S'il est une première chose remarquable avec cette parution chez Sonatine, outre le très bel habillage de l'ouvrage, c'est le difficile équilibre obtenu dans la rédaction de la quatrième de couverture qui parvient à provoquer l'envie avec une très vague idée du contenu et sans (presque) rien en dévoiler. La seconde, ce sont les 540 pages d'un récit qui, justement, gagnent à n'être découvertes que lors de leur lecture. Aussi, donner une image du roman et le commenter en se contentant des premiers paragraphes est-il une gageure. Relevons-la.
Le roman s'ouvre au petit matin en compagnie du narrateur, perdu dans une épaisse forêt, amnésique, apparemment menacé par un assassin et témoin d'un meurtre. La forêt occupe un vaste domaine britannique avec au centre un château, gothique à souhait, dans lequel se déroule l'histoire. Les invités du château, une galerie de personnages qui n'a rien à envier à un roman d'Agatha Christie, s'éveillent et commencent à s'activer pour cette journée au temps maussade. Et dans quelques chapitres, il sera question de boucle temporelle...

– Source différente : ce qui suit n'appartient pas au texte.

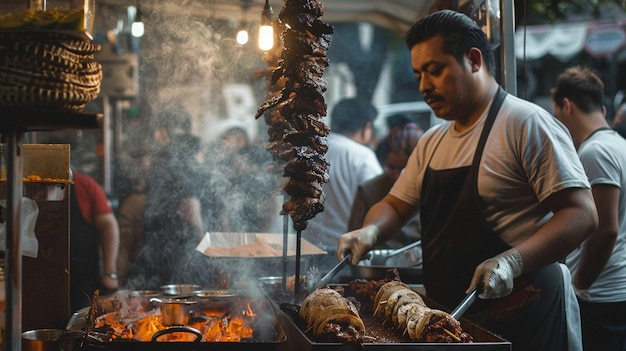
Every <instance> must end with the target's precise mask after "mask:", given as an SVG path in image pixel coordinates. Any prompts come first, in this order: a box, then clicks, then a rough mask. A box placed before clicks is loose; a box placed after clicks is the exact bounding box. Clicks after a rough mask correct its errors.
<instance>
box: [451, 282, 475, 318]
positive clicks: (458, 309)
mask: <svg viewBox="0 0 626 351" xmlns="http://www.w3.org/2000/svg"><path fill="white" fill-rule="evenodd" d="M477 295H478V289H477V288H476V287H475V288H474V289H472V291H470V292H469V294H467V295H465V297H464V298H463V300H462V301H461V303H459V305H458V306H456V307H455V308H454V310H452V312H450V315H451V316H452V318H454V319H456V320H459V318H460V317H461V316H462V315H463V313H465V311H467V309H468V308H469V307H470V306H471V305H472V304H473V303H474V301H476V296H477Z"/></svg>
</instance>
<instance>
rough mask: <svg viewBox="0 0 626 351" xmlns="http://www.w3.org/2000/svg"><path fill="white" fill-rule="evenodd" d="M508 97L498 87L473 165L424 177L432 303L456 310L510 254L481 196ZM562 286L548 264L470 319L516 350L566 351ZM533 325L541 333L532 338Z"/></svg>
mask: <svg viewBox="0 0 626 351" xmlns="http://www.w3.org/2000/svg"><path fill="white" fill-rule="evenodd" d="M505 97H506V92H505V91H504V90H503V89H502V88H499V89H498V92H497V93H496V96H495V98H494V101H493V102H492V104H491V107H490V109H489V112H488V114H487V118H486V120H485V125H484V127H483V130H482V132H481V135H480V139H479V141H478V146H477V147H476V151H475V154H474V158H473V160H472V164H471V165H470V166H465V167H459V168H452V169H444V170H434V169H432V168H430V160H429V161H428V167H427V169H426V172H425V174H424V179H423V183H422V190H421V202H420V218H421V222H422V247H423V250H422V255H423V276H424V286H425V288H426V292H427V294H428V296H429V297H430V298H432V299H433V300H434V301H436V302H438V303H440V304H442V305H444V306H445V307H447V308H450V309H452V308H454V307H455V306H456V305H457V304H458V303H459V302H461V300H462V299H463V297H464V296H465V290H466V289H467V288H468V286H469V284H470V282H471V279H472V277H473V275H474V270H475V269H476V267H477V266H478V265H479V264H480V263H482V262H483V261H485V260H486V259H488V258H491V257H493V256H496V255H498V254H500V253H502V252H504V251H506V250H508V249H509V248H510V246H509V245H507V244H506V243H504V242H503V241H502V240H501V239H500V238H499V236H498V235H497V233H495V232H494V230H493V229H492V228H491V226H490V225H489V224H488V223H487V221H486V220H485V214H484V213H483V210H482V209H483V205H482V203H481V199H480V196H479V194H478V169H479V165H480V160H481V157H482V154H483V150H484V147H485V143H486V141H487V137H488V135H489V132H490V131H491V127H492V126H493V122H494V120H495V118H496V115H497V114H498V111H499V110H500V107H501V105H502V102H503V101H504V98H505ZM442 139H443V137H442ZM439 142H441V140H439ZM433 154H434V152H433ZM431 159H432V155H431ZM562 282H563V281H562V275H561V271H560V268H559V266H558V265H557V264H552V265H549V266H547V267H544V268H542V269H539V270H538V271H536V272H533V273H531V274H526V275H524V276H521V277H518V278H517V279H515V281H514V283H515V285H514V288H513V292H512V293H511V294H510V295H509V296H507V297H504V298H502V299H490V300H482V299H477V300H476V302H474V304H473V305H472V306H471V307H470V309H469V310H468V312H467V314H468V315H472V314H474V316H475V319H474V320H475V321H477V322H480V323H481V324H484V325H486V326H487V327H489V329H490V330H492V331H495V332H497V333H500V334H501V335H503V336H504V337H505V338H507V339H508V340H510V341H511V342H512V343H513V345H515V346H514V350H559V349H561V348H562V347H563V346H566V345H567V343H566V337H567V334H566V324H565V315H564V302H563V284H562ZM555 304H556V306H557V307H556V308H555V307H551V306H555ZM543 322H547V323H548V325H550V327H546V326H545V325H544V324H542V323H543ZM532 326H541V327H542V328H541V330H537V331H532V332H530V333H529V332H528V330H529V329H532Z"/></svg>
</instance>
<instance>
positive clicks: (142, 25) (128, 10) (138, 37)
mask: <svg viewBox="0 0 626 351" xmlns="http://www.w3.org/2000/svg"><path fill="white" fill-rule="evenodd" d="M128 12H129V13H130V12H134V13H133V16H132V18H133V24H131V26H130V34H132V36H134V37H135V38H140V37H142V36H143V34H144V26H143V22H142V18H141V17H142V16H141V10H140V9H139V7H138V6H137V7H135V6H129V7H128Z"/></svg>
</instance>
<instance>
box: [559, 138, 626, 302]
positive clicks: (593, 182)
mask: <svg viewBox="0 0 626 351" xmlns="http://www.w3.org/2000/svg"><path fill="white" fill-rule="evenodd" d="M578 155H579V156H580V160H581V162H582V164H583V166H584V167H585V171H586V172H587V175H588V177H589V182H590V183H591V185H592V186H594V185H598V184H605V185H612V186H616V187H618V188H619V189H620V194H619V203H618V208H617V211H618V212H617V213H618V223H619V228H618V232H617V239H616V240H615V246H614V247H613V253H612V255H611V257H610V258H609V261H608V262H607V263H606V265H605V266H604V269H603V270H602V272H601V273H600V275H599V276H598V278H597V279H596V281H595V282H594V283H593V284H592V285H591V288H590V289H589V290H588V293H589V296H590V300H589V301H591V302H620V301H626V220H625V217H626V140H625V139H624V138H622V136H621V135H619V134H617V132H615V131H613V130H602V131H598V132H597V133H594V134H593V135H592V136H591V137H590V138H588V139H587V140H586V141H585V142H583V143H582V144H581V145H580V147H579V148H578ZM584 245H585V243H583V244H582V245H580V246H579V247H578V248H577V249H575V250H574V251H573V252H572V253H570V255H569V256H568V257H567V260H566V264H567V266H568V267H569V269H570V270H571V272H572V276H574V275H576V272H577V271H578V268H579V266H580V259H581V253H582V249H583V247H584Z"/></svg>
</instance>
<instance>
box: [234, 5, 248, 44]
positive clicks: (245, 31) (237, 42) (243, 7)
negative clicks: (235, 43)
mask: <svg viewBox="0 0 626 351" xmlns="http://www.w3.org/2000/svg"><path fill="white" fill-rule="evenodd" d="M250 1H251V0H242V3H243V4H242V5H241V11H242V16H241V17H242V18H243V19H242V20H241V23H240V25H239V30H238V31H237V36H236V37H235V40H236V41H237V44H239V45H246V44H247V43H248V39H249V38H248V37H249V36H248V21H247V20H246V14H247V13H248V7H249V6H250V5H249V3H250Z"/></svg>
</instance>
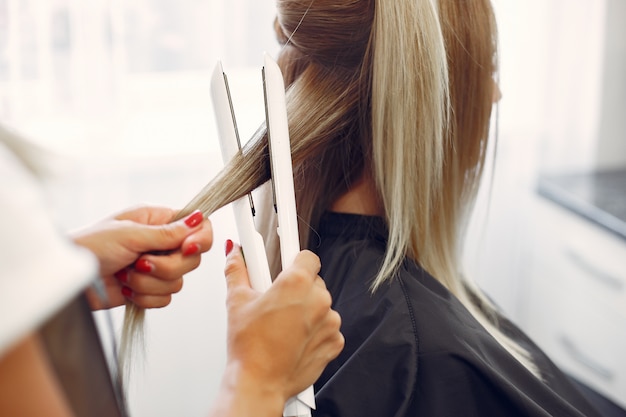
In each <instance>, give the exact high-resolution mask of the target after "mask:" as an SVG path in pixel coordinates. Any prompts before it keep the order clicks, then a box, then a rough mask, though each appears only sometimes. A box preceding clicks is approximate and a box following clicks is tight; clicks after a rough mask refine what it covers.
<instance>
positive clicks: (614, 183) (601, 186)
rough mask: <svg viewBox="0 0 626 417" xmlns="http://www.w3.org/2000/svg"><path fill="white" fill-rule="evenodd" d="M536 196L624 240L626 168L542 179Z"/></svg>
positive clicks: (563, 175)
mask: <svg viewBox="0 0 626 417" xmlns="http://www.w3.org/2000/svg"><path fill="white" fill-rule="evenodd" d="M537 193H538V194H539V195H541V196H542V197H544V198H546V199H548V200H551V201H552V202H554V203H556V204H558V205H560V206H562V207H564V208H565V209H567V210H570V211H572V212H574V213H576V214H578V215H580V216H582V217H584V218H585V219H587V220H590V221H591V222H593V223H595V224H597V225H599V226H601V227H603V228H605V229H607V230H608V231H610V232H612V233H614V234H616V235H617V236H619V237H621V238H622V239H624V240H626V168H624V169H615V170H610V171H609V170H607V171H596V172H590V173H576V174H563V175H544V176H541V177H540V178H539V181H538V184H537Z"/></svg>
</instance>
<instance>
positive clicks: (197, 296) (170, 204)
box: [0, 0, 626, 416]
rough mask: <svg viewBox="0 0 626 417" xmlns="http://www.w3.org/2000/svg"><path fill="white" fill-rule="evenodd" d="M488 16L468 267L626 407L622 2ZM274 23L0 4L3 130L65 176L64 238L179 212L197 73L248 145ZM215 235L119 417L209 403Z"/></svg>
mask: <svg viewBox="0 0 626 417" xmlns="http://www.w3.org/2000/svg"><path fill="white" fill-rule="evenodd" d="M493 3H494V7H495V9H496V13H497V19H498V24H499V32H500V33H499V35H500V45H499V47H500V73H499V77H500V79H499V81H500V88H501V90H502V93H503V98H502V100H501V101H500V103H499V105H498V107H497V111H496V114H495V115H494V122H493V125H494V128H493V130H492V131H493V139H496V138H497V141H496V140H492V141H491V147H492V148H491V150H490V157H489V166H488V169H487V174H488V175H487V176H486V178H485V181H484V184H483V187H482V189H481V192H480V195H479V199H478V202H477V207H476V210H475V213H474V217H473V218H472V221H471V223H470V225H469V233H468V242H467V245H466V247H467V250H466V253H465V267H466V270H467V273H468V274H469V275H470V276H471V277H473V278H474V279H475V280H476V281H478V283H479V284H480V285H481V286H482V287H483V288H485V290H486V291H487V292H488V293H489V295H490V296H491V297H492V298H493V299H494V301H495V302H496V303H497V304H498V305H499V306H500V307H501V308H502V309H503V310H504V311H505V312H506V313H507V314H508V315H509V316H510V317H512V318H513V319H514V320H515V321H516V322H517V323H519V324H520V325H522V327H524V329H525V330H527V331H528V332H529V333H530V334H531V336H533V337H534V338H536V340H537V342H538V343H539V344H540V345H541V346H542V347H544V348H545V349H546V350H547V351H548V353H550V354H551V355H553V357H555V359H557V358H558V360H557V361H558V362H559V364H561V365H562V366H563V367H564V368H566V369H567V370H568V371H569V372H570V373H572V374H573V375H575V376H576V377H578V378H580V379H583V380H584V381H585V382H587V383H589V384H590V385H592V386H593V387H594V388H596V389H597V390H599V391H600V392H602V393H603V394H605V395H606V396H608V397H609V398H611V399H612V400H613V401H615V402H617V403H618V404H620V405H622V406H626V360H624V359H623V352H624V351H626V117H625V116H626V112H625V110H626V3H625V2H624V1H623V0H574V1H572V0H550V1H545V0H527V1H524V2H513V1H509V0H494V2H493ZM274 14H275V12H274V2H273V1H271V0H228V1H225V0H182V1H181V0H124V1H123V0H90V1H88V2H87V1H81V0H0V120H1V121H2V123H3V124H5V125H8V126H10V127H13V128H15V129H17V130H18V131H20V132H22V133H23V134H25V135H26V136H28V137H29V138H31V139H32V140H34V141H35V142H37V143H40V144H42V145H43V146H45V147H47V148H49V149H51V150H53V151H54V152H56V153H58V154H59V155H60V158H61V160H62V161H64V163H63V170H62V171H61V172H60V173H59V174H58V176H57V177H55V178H52V179H51V180H50V181H49V182H50V184H49V185H50V186H49V190H50V209H51V211H52V212H54V213H55V215H56V216H57V218H58V220H59V224H60V225H61V227H63V228H64V229H65V230H70V229H72V228H75V227H79V226H81V225H84V224H85V223H89V222H92V221H95V220H97V219H99V218H100V217H102V216H104V215H107V214H109V213H111V212H112V211H115V210H118V209H121V208H123V207H126V206H128V205H133V204H138V203H146V202H149V203H154V204H166V205H171V206H175V207H181V206H183V205H184V204H185V203H186V202H187V201H188V200H189V199H190V198H191V197H192V196H193V195H194V194H195V193H196V192H197V191H198V190H199V189H200V188H201V187H202V186H203V185H204V184H205V183H206V182H208V181H209V180H210V179H211V178H212V176H213V175H214V174H215V173H216V172H217V170H219V168H220V167H221V165H222V162H221V157H220V155H219V146H218V142H217V139H216V130H215V126H214V122H213V111H212V108H211V102H210V94H209V80H210V74H211V71H212V69H213V67H214V65H215V63H216V62H217V60H221V61H222V62H223V65H224V68H225V70H226V71H227V72H228V73H229V78H230V84H231V88H232V90H233V96H234V103H235V110H236V112H237V115H238V122H239V124H240V131H241V132H242V137H244V138H246V137H249V136H250V135H251V133H252V132H253V131H254V130H255V129H256V127H257V126H258V125H259V124H260V122H261V121H262V119H263V114H264V113H263V111H264V110H263V99H262V89H261V73H260V68H261V66H262V54H263V52H264V51H267V52H269V53H270V54H271V55H274V56H275V55H276V53H277V52H278V47H277V44H276V42H275V40H274V33H273V29H272V22H273V18H274ZM496 145H497V146H496ZM16 192H19V190H16ZM212 221H213V224H214V228H215V247H214V250H212V251H211V252H210V253H208V254H206V255H205V257H204V261H203V265H202V266H201V267H200V268H199V269H198V270H196V271H194V272H192V273H191V274H189V275H188V276H187V278H186V281H185V288H184V290H183V291H182V292H181V293H179V294H177V295H176V296H175V297H174V299H173V302H172V304H171V305H170V306H169V307H168V308H166V309H163V310H154V311H150V312H149V313H148V320H147V323H148V324H147V334H146V351H145V353H144V354H143V357H144V359H143V360H141V361H139V362H138V366H137V368H136V369H135V371H134V377H133V380H132V384H131V386H130V402H131V411H132V413H133V415H151V416H166V415H167V416H169V415H185V416H202V415H206V410H207V409H208V407H209V404H210V403H211V401H212V400H213V398H214V397H213V396H214V392H215V389H216V387H217V384H218V383H219V375H220V372H221V370H222V367H223V362H224V358H225V356H224V355H225V352H224V346H223V345H224V334H225V312H224V282H223V276H222V267H223V252H222V244H223V242H224V240H225V239H226V238H234V239H236V232H235V229H234V224H233V220H232V215H231V213H230V210H229V209H223V210H220V211H219V212H218V213H216V214H215V215H214V216H213V217H212ZM120 313H121V312H120V311H115V312H114V315H115V318H116V322H117V323H118V325H119V323H120V322H121V315H120Z"/></svg>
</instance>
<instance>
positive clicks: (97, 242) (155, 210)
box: [72, 206, 213, 309]
mask: <svg viewBox="0 0 626 417" xmlns="http://www.w3.org/2000/svg"><path fill="white" fill-rule="evenodd" d="M175 214H176V211H175V210H172V209H169V208H164V207H148V206H146V207H137V208H133V209H129V210H126V211H124V212H121V213H119V214H117V215H115V216H113V217H110V218H107V219H104V220H102V221H100V222H98V223H96V224H94V225H92V226H90V227H88V228H85V229H82V230H80V231H78V232H75V233H73V234H72V238H73V240H74V242H76V243H77V244H78V245H81V246H84V247H86V248H87V249H89V250H91V251H92V252H93V253H94V254H95V255H96V257H97V258H98V260H99V261H100V275H101V276H102V278H103V280H104V284H105V286H106V289H107V294H108V296H109V303H110V305H103V304H102V303H101V302H100V299H99V298H98V297H97V296H96V295H95V294H93V293H92V292H88V293H87V296H88V298H89V302H90V303H91V306H92V308H93V309H100V308H105V307H116V306H119V305H123V304H125V302H126V300H130V301H132V302H133V303H135V304H137V305H138V306H139V307H143V308H155V307H164V306H166V305H168V304H169V303H170V301H171V298H172V294H174V293H176V292H178V291H180V290H181V288H182V286H183V275H184V274H186V273H187V272H189V271H191V270H193V269H195V268H197V267H198V265H199V264H200V255H201V254H202V253H203V252H206V251H207V250H209V249H210V248H211V245H212V243H213V231H212V228H211V223H210V221H209V220H208V219H204V217H203V216H202V213H200V212H195V213H192V214H191V215H189V216H188V217H186V218H184V219H182V220H179V221H177V222H174V223H171V224H170V220H171V219H172V218H173V217H174V215H175ZM156 251H171V253H169V254H167V255H155V254H148V253H150V252H156Z"/></svg>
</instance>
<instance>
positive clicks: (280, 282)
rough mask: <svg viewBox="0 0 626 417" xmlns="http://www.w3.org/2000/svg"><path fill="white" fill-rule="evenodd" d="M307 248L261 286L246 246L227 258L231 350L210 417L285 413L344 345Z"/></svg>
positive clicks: (335, 321)
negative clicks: (246, 258) (254, 277)
mask: <svg viewBox="0 0 626 417" xmlns="http://www.w3.org/2000/svg"><path fill="white" fill-rule="evenodd" d="M319 268H320V263H319V258H318V257H317V256H316V255H314V254H313V253H311V252H308V251H303V252H301V253H300V254H299V255H298V256H297V257H296V259H295V261H294V263H293V265H292V266H291V267H290V268H288V269H286V270H285V271H283V272H282V273H281V274H280V275H279V276H278V277H277V278H276V280H275V281H274V284H273V285H272V286H271V287H270V289H269V290H268V291H267V292H266V293H264V294H261V293H259V292H257V291H254V290H253V289H252V288H250V282H249V280H248V274H247V270H246V268H245V265H244V261H243V257H242V255H241V251H240V248H239V247H237V246H235V248H234V249H233V250H232V252H231V253H230V254H229V255H228V257H227V259H226V269H225V273H226V280H227V287H228V295H227V310H228V355H227V364H226V370H225V373H224V376H223V379H222V384H221V387H220V392H219V394H218V396H217V398H218V399H217V401H216V404H215V406H214V407H213V410H212V413H211V417H217V416H220V417H230V416H237V417H246V416H255V417H265V416H273V417H275V416H280V415H282V410H283V407H284V405H285V402H286V401H287V399H288V398H290V397H292V396H294V395H296V394H297V393H299V392H301V391H302V390H304V389H305V388H306V387H308V386H309V385H311V384H312V383H313V382H315V380H316V379H317V378H318V377H319V376H320V374H321V373H322V371H323V370H324V367H325V366H326V365H327V364H328V362H330V361H331V360H332V359H334V358H335V357H336V356H337V355H338V354H339V352H340V351H341V350H342V349H343V345H344V339H343V335H342V334H341V333H340V332H339V327H340V324H341V319H340V317H339V314H338V313H337V312H335V311H334V310H332V309H331V308H330V306H331V297H330V294H329V293H328V291H327V290H326V286H325V284H324V281H322V279H321V278H320V277H319V276H318V275H317V273H318V272H319Z"/></svg>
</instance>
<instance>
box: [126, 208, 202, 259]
mask: <svg viewBox="0 0 626 417" xmlns="http://www.w3.org/2000/svg"><path fill="white" fill-rule="evenodd" d="M203 221H204V215H203V214H202V213H201V212H200V211H196V212H194V213H192V214H190V215H189V216H187V217H185V218H184V219H181V220H178V221H175V222H172V223H168V224H161V225H150V226H148V225H141V226H139V225H138V226H137V227H139V228H140V230H137V231H136V233H135V237H134V240H135V242H136V243H138V244H139V245H140V246H143V248H142V250H143V251H144V252H155V251H167V250H174V249H178V248H180V247H181V245H182V244H183V242H184V240H185V238H186V237H187V236H189V235H190V234H191V233H192V232H193V231H194V230H196V229H197V228H198V226H200V225H201V224H202V222H203Z"/></svg>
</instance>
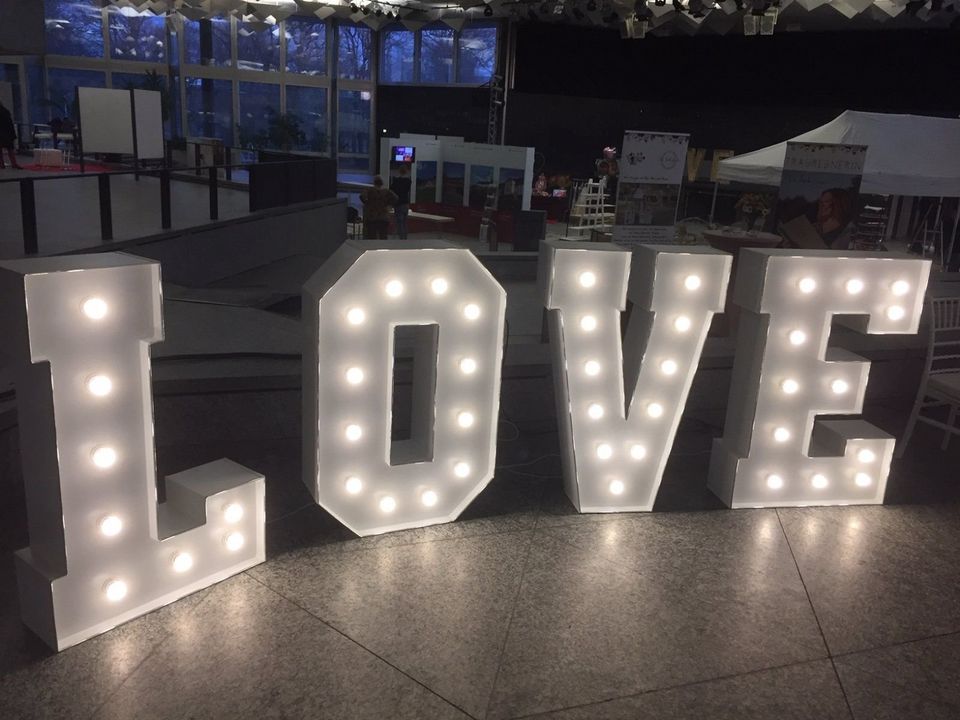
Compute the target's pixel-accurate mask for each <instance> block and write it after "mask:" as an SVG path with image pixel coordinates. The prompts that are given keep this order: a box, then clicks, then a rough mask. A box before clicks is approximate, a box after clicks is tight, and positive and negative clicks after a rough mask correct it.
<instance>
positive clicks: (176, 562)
mask: <svg viewBox="0 0 960 720" xmlns="http://www.w3.org/2000/svg"><path fill="white" fill-rule="evenodd" d="M192 567H193V556H191V555H190V553H177V554H176V555H174V556H173V570H174V572H186V571H187V570H189V569H190V568H192Z"/></svg>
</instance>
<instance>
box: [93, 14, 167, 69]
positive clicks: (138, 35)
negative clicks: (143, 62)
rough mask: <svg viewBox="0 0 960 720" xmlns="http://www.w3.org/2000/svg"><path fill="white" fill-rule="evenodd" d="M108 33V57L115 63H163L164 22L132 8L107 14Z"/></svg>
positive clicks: (107, 26)
mask: <svg viewBox="0 0 960 720" xmlns="http://www.w3.org/2000/svg"><path fill="white" fill-rule="evenodd" d="M107 27H108V29H109V33H110V57H112V58H114V59H115V60H130V61H139V62H162V63H165V62H166V59H167V54H166V50H167V25H166V20H164V18H162V17H157V16H156V15H153V14H152V13H146V12H144V13H139V12H137V11H136V10H134V9H133V8H129V7H124V8H110V9H109V10H108V11H107Z"/></svg>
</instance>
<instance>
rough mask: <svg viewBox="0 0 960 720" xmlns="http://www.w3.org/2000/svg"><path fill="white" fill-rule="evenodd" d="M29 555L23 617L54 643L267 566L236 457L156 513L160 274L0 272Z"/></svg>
mask: <svg viewBox="0 0 960 720" xmlns="http://www.w3.org/2000/svg"><path fill="white" fill-rule="evenodd" d="M0 308H3V312H2V314H0V323H2V325H0V337H3V339H4V342H3V349H4V351H5V352H6V354H7V358H6V359H7V361H8V363H9V364H10V366H11V367H12V368H13V369H14V374H15V381H16V390H17V412H18V415H19V422H20V453H21V457H22V461H23V475H24V483H25V489H26V500H27V515H28V524H29V531H30V547H29V548H27V549H24V550H21V551H20V552H18V553H17V554H16V565H17V581H18V585H19V590H20V608H21V613H22V615H23V621H24V622H25V623H26V624H27V625H28V626H29V627H30V628H31V629H32V630H33V631H34V632H36V633H37V634H38V635H39V636H40V637H41V638H43V639H44V640H45V641H46V642H47V643H48V644H49V645H50V646H51V647H53V648H55V649H57V650H63V649H64V648H67V647H69V646H71V645H75V644H77V643H79V642H82V641H83V640H86V639H87V638H89V637H91V636H93V635H97V634H99V633H102V632H105V631H106V630H109V629H110V628H112V627H114V626H115V625H118V624H120V623H123V622H126V621H127V620H132V619H133V618H135V617H138V616H140V615H143V614H144V613H147V612H149V611H151V610H153V609H155V608H158V607H160V606H162V605H166V604H167V603H170V602H173V601H174V600H177V599H179V598H181V597H183V596H185V595H188V594H190V593H192V592H196V591H197V590H200V589H201V588H204V587H207V586H208V585H211V584H213V583H215V582H218V581H220V580H223V579H224V578H227V577H230V576H231V575H234V574H236V573H238V572H241V571H242V570H245V569H247V568H249V567H251V566H253V565H256V564H257V563H260V562H263V559H264V540H263V535H264V505H263V502H264V500H263V498H264V480H263V478H262V477H261V476H259V475H257V474H256V473H254V472H252V471H250V470H247V469H246V468H243V467H241V466H239V465H237V464H235V463H232V462H230V461H229V460H219V461H217V462H213V463H210V464H208V465H203V466H201V467H198V468H194V469H192V470H187V471H185V472H182V473H179V474H177V475H174V476H172V477H170V478H168V480H167V483H166V489H167V500H166V502H164V503H162V504H160V505H158V504H157V483H156V468H155V467H154V444H153V404H152V395H151V389H150V356H149V353H148V346H149V345H150V343H152V342H155V341H157V340H159V339H161V338H162V323H161V303H160V266H159V265H158V264H157V263H155V262H150V261H148V260H143V259H141V258H137V257H133V256H130V255H124V254H121V253H104V254H95V255H76V256H72V257H60V258H46V259H38V260H17V261H8V262H3V263H0Z"/></svg>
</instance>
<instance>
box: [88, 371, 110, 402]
mask: <svg viewBox="0 0 960 720" xmlns="http://www.w3.org/2000/svg"><path fill="white" fill-rule="evenodd" d="M87 390H89V391H90V394H91V395H96V396H97V397H104V396H105V395H109V394H110V391H111V390H113V381H112V380H111V379H110V378H108V377H107V376H106V375H93V376H91V377H90V378H89V379H88V380H87Z"/></svg>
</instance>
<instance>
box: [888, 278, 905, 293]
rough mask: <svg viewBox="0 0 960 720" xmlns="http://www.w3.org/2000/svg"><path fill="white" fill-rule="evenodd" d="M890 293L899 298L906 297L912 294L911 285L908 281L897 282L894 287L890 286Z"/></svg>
mask: <svg viewBox="0 0 960 720" xmlns="http://www.w3.org/2000/svg"><path fill="white" fill-rule="evenodd" d="M890 291H891V292H892V293H893V294H894V295H897V296H903V295H906V294H907V293H908V292H910V283H908V282H907V281H906V280H897V281H896V282H895V283H894V284H893V285H891V286H890Z"/></svg>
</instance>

Sans trahir davantage la suite du récit, on peut encore ajouter que Stuart Turton signe là un superbe premier roman, qui colle au plus près de ce narrateur qui va devoir percer le brouillard (au sens propre comme au figuré) pour tenter de comprendre qui il est, ce qui lui arrive et ce qui se trame autour de lui. Le style est épuré et le lecteur va suivre chaque pas et chaque pensée de Aiden Bishop (puisqu'il est nommé dans le résumé) ; ses interrogations, ses doutes, ses épreuves, et ses douleurs. Car celui-ci ne connaîtra pas de répit, passant de la panique à la persévérance, de l'abattement à la rébellion contre sa situation.
Difficile d'en dire plus sans en dévoiler davantage. Et donc, si vous n'avez pas lu le livre, vous êtes chaleureusement invité à cesser ici toute lecture. Vraiment. Car si l'on sait déjà qu'il sera question de répétition temporelle, les modalités en sont explicitées à la page 94 : Bishop revit ces vingt-quatre heures dans la peau d'un personnage différent à chaque fois. Le meurtre qui va avoir lieu est la raison de sa présence et il a devant lui huit jours, et donc huit personnalités différentes, pour découvrir le meurtrier.
Or, si l'une des limites du roman policier réside dans ses archétypes, depuis le vieux militaire jusqu'au jeune vaurien de bonne famille, en passant par la séductrice, la vieille chouette indiscrète ou le médecin débonnaire, invariants d'un bout à l'autre de l'histoire, Turton joue ici avec cela en modifiant intelligemment le comportement de Bishop au gré de ses incarnations. Que ce soit par ses capacités physiques ou sa façon de penser, chaque corps va peser sur sa progression d'une manière toute particulière. Et alimenter son questionnement sur sa propre vie. Car l'énigme, classique, se double d'un second questionnement, fantastique celui-ci : quel est ce lieu ? Comment et pourquoi Bishop est-il arrivé ici ? Qui était-il avec d'être amnésique et sensible à des sentiments qui sont en partie ceux de ses hôtes ?
L'enquête va s'avérer particulièrement retorse. On devinera bien un élément ou deux lorsque l'on est adepte du roman à énigme, mais cette journée cache beaucoup de mystères et l'écheveau des relations entre les personnages est particulièrement épais. Et s'il se trouve en deux ou trois occasions que l'on tique sur un horaire étrange, sur un événement qui semble incompatible avec une précédente version, l'ensemble est si précis et si bien ficelé que l'on fait grâce à l'auteur de ce détail et qu'on accepte volontiers l'erreur comme une étourderie personnelle. Qui plus est, Turton sait faire monter la tension jusqu'à un dénouement dont on dira seulement qu'il clôt de belle manière le récit, en démêlant tous les fils, en conservant l'atmosphère des lieux, sans apporter d'élément fantastique ou de science-fiction superflu.
Si vous êtes arrivé jusqu'ici sans avoir lu Les Sept Morts d'Evelyn Hardcastle, malgré les recommandations émises plus haut, réjouissez-vous : il y a encore beaucoup à découvrir sur ce livre qui interroge la mémoire, le jugement, la connaissance de soi ou encore la possibilité de la rédemption. Un roman impressionnant, au sens propre, tant il marque l'esprit et laisse un profond sentiment de mélancolie et un grand vide une fois la dernière page tournée.